Qu'est-ce que le caviar ?

Le caviar, ce sont des œufs d’esturgeon salés. Pas de saumon, pas de truite, pas de lump — d’esturgeon, exclusivement. La réglementation française est claire là-dessus : seuls les œufs issus de poissons de la famille des Acipenseridae peuvent porter le nom « caviar » sans qualificatif.

Ce qui rend ces petits grains si particuliers, c’est d’abord la rareté de l’esturgeon (certaines espèces mettent 15 à 20 ans avant de produire des œufs) et la fragilité du produit — c’est une semi-conserve qui ne se garde que quelques semaines. Mais surtout, il y a cette complexité aromatique qui n’a aucun équivalent dans le monde alimentaire. Un grain de caviar peut exprimer des notes iodées, beurrées, de noisette, de sous-bois — parfois tout ça en même temps, en bouche, pendant une bonne dizaine de secondes.
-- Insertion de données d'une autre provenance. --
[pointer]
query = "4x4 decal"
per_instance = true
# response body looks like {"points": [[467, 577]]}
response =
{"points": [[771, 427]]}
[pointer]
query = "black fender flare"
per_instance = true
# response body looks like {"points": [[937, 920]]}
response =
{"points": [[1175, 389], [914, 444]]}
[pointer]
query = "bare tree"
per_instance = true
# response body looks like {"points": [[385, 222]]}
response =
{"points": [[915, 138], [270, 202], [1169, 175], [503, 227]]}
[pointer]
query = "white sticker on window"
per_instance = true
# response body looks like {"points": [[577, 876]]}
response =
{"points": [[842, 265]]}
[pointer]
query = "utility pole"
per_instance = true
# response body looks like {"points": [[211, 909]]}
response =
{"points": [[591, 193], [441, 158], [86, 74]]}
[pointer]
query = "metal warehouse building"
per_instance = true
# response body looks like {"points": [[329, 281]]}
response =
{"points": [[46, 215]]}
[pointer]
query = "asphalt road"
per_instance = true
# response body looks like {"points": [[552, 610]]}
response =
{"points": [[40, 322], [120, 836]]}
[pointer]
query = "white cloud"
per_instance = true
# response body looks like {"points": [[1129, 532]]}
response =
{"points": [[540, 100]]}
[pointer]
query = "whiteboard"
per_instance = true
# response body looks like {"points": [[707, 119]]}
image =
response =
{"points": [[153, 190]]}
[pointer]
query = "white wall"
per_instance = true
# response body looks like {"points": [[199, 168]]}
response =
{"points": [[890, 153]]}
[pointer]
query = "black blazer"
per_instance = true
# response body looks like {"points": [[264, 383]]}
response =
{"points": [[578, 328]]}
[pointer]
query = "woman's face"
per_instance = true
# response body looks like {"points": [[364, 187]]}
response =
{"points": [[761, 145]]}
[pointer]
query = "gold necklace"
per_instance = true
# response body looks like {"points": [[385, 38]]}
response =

L’esturgeon est l’un des plus vieux poissons de la planète. Il existait déjà il y a 250 millions d’années, avant les dinosaures. Et pendant très longtemps, le caviar venait exclusivement de la mer Caspienne — pêché en Iran et en Russie. C’est terminé. La surpêche a décimé les populations sauvages au point que le commerce de caviar sauvage est aujourd’hui interdit (convention CITES). Tout le caviar que vous achetez en 2026 vient de l’aquaculture.

La France est le troisième producteur mondial, derrière la Chine et l’Italie, avec environ 35 tonnes par an. Les élevages se concentrent en Aquitaine, dans les eaux de la Gironde et de la Dordogne.

L’histoire de la Maison qui a contribué à installer la culture du caviar à Paris est racontée dans notre article dédié au caviar Kaspia.

Les variétés de caviar : Baeri, Osciètre, Béluga

Voilà le premier point où les gens se perdent. Ils voient « Baeri 60 € » et « Béluga 400 € » et concluent que le Béluga est « meilleur ». Ce n’est pas aussi simple. Chaque variété a son profil, et le meilleur caviar, c’est celui qui correspond à votre palais — pas celui qui coûte le plus cher.

Baeri — le caviar qui ouvre les portes

L’esturgeon sibérien (Acipenser baerii) est l’espèce la plus élevée en Europe. Il atteint sa maturité entre 5 et 8 ans, ce qui explique un prix plus accessible.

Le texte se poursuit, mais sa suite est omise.